In fact, such has been the success of the initial collection, that the partnership has been made permanent. Deacon was appointed design director of Aspinal of London in October and will oversee the brand’s core line, as well as conceptualising two collections a year going forward. “We have pretty much got everything organised for London Fashion Week in February and I will be overseeing the whole collection,” he says. “We will properly start for September 2019, which is looking lots of fun, and we have a got a real treat in store.”
All of this, of course, comes on top of running his own couture empire. It’s a business that takes him to all corners of the world, and sees him spending a lot of time in the Middle East. “I have been coming here for 15 years, and I am lucky to have clients here. Over here, people have a really high standard for uniqueness, quality and craftsmanship, which I love. For a designer like me, they are like a dream client.”
Deacon has been at the forefront of British fashion design since the early noughties, when he created his own label after stints working with Bottega Veneta and Gucci. His ready-to-wear Giles designs were among some of the most eagerly anticipated collections coming out of the UK at the time.
But that line has now been put on hiatus, allowing him to focus entirely on couture since 2016. And it’s clear from our conversation that Deacon’s love for couture is born in large part out of the intimacy of the process. From the red carpet to bridal, he has been’s trusted to dress some of his client’s’ most defining moments, although one of his buyers, he confides, never leaves the house in hers – wearing a different piece of couture each night just to have dinner with her husband. “Not bad,” he jokes. “She doesn’t wear them out at all – she buys it for home.”

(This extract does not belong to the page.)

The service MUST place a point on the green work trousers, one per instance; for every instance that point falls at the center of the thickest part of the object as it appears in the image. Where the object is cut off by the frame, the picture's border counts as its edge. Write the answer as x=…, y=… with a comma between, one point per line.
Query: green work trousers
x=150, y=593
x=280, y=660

One of those defining moments, for both bride and designer, came in May last year, when Pippa Middleton wed James Matthews in a Giles Deacon design. With its high collar and open back, the lace gown became an instant classic, making headlines worldwide. “It was brilliant to get that commission,” the designer recalls. “From start to finish, it took about seven months. It was a beautiful dress to work on, and it was brilliant waking up the next day and seeing all the Sunday newspapers coming through on my phone. As the world woke up, round it went. I think we got – bar two or three papers – every single front cover. I think her and her sister [Kate Middleton] are brilliant in the way they support British designers; they are phenomenal ambassadors for lots of British labels.”
Creating Cate Blanchett’s show-stopping Cannes dress in 2015 was another defining moment for the British designer. The custom-made gown has since been named multiple times as one of the best dresses ever worn at the film festival. “I am very happy with that,” he proudly says. “I have been so lucky. I have had so many [red carpet moments] over the years. One of the most recent was Sarah Jessica Parker at the [New York City] ballet premier. We made her a divine bespoke tomato red balloon gown, with this gorgeous big train. We were waiting for her to arrive, she didn’t arrive, she didn’t arrive, and I am thinking: ‘Oh my god there has been a malfunction and she has had to go to Zara on the way’. But eventually she arrived, and she looked extraordinary, so that was a highlight.”
Deacon counts Parker as a long-time client, and the actress helped land him a recent high-profile collaboration with the New York City Ballet, where he worked alongside choreographer Kyle Abraham to design monochrome creations for The Runway – a piece that brings the music of Jay-Z and Kayne West on to the prestigious stage. “[Kyle] has a very idiosyncratic outlook on contemporary dance and ballet. We just started working together, and it was very organic. It was a good learning curve for me, which I loved. Anything that is a new element to add to the design world, it’s great.
“I love working with people and that collaborative idea. I am not the reclusive designer who wants to cut all his own patterns and hardly show his face. I think that’s why I love couture so much, it’s all that involvement with the client.”
And this couture mindset will remain at the forefront of his design work with Aspinal. “The design process for me always begins with the character – it’s who’s going to be wearing the piece and where she’s going,” he says. “My clients come to me for that sense of uniqueness, and something that they are not going to get anywhere else. That’s what I like to get across in all my work.
“There is no point doing something that’s already being done by everyone else,” he concludes.